The cottages are nestled just off the main road at the cut-off leading to Cockscomb Basin Jaguar Preserve. The rooms are perfect for visitor’s wishing to explore the preserve over a few days (or even just for a little getaway). Their successful enterprise includes a restaurant, gift shop, laundromat, and Aurora’s H’Men Herbal Center/Clinic.
Her combination of Mopan and Yucatec Maya cooking is so unique that she worked on Uj Janal Aj Maya, a cookbook detailing delicious recipes for those wanting to recreate the meals served at the restaurant.
That is where we met them, a couple comfortable in each other’s presence, surrounded by their business and family: three sons, a daughter-in-law and grandson. According to Nana, Aurora still has the same smile she remembers from three decades ago. The couple and their family welcome us as one of them, and in no time, we’re laughing and chatting away like we’ve known each other all our lives…which it seems, we have!

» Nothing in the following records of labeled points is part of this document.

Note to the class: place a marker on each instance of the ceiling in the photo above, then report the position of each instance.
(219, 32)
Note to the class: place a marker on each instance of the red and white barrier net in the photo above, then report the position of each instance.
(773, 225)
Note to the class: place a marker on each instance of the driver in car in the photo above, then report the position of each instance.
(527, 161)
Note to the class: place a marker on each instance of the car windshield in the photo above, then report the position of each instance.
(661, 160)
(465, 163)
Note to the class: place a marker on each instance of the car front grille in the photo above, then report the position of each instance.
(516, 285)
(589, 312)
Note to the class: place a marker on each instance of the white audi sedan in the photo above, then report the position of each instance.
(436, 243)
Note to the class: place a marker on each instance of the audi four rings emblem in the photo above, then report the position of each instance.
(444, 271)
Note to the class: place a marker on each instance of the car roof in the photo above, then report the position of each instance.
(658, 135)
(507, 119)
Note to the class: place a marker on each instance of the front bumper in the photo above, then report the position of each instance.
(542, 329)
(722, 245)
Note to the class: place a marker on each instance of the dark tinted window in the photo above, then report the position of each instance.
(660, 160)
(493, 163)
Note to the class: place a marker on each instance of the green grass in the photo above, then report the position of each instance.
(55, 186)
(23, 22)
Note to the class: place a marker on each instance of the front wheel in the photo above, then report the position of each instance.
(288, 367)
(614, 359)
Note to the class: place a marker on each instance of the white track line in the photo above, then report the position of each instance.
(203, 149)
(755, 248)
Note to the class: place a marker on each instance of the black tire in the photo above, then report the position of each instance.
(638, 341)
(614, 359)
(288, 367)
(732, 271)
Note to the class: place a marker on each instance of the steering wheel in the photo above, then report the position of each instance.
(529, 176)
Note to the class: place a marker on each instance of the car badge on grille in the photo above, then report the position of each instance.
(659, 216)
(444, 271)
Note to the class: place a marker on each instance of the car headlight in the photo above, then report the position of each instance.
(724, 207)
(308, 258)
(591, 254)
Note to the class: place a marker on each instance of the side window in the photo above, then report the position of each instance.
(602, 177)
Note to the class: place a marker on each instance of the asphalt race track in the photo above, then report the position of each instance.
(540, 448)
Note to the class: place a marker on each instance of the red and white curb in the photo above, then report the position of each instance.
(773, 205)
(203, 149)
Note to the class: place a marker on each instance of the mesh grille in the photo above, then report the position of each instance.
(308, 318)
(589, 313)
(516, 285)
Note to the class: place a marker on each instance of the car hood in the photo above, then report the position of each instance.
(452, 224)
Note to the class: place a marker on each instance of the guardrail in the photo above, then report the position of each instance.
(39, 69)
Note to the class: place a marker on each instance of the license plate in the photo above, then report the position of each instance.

Culture, tradition (old and new), conservation and memories are fabulous topics of discussion at the dinner table. Folklores and stories loaded with meaning are shared, and we feel like we’re back at home. When the time comes for a cleansing ritual at the hands of Aurora the Healer, we’re more than ready.
Wet leaves brush all around us as she chants quietly, sending prayers to the requisite deities. After being cleansed, we stand steady as Copal blesses us with fire and smoke. It’s a ritual I’ve never partaken in, but will certainly hold on as a memory for a lifetime.
It’s easy to see how Aurora has adapted to her surroundings. Just as she stubbornly kept honing her carvings on slate all those years ago, so she has etched her place amongst the Mopan Maya, surrounded by the jaguars of the Cockscomb Basin, and a family who carries its heritage and culture proudly forth.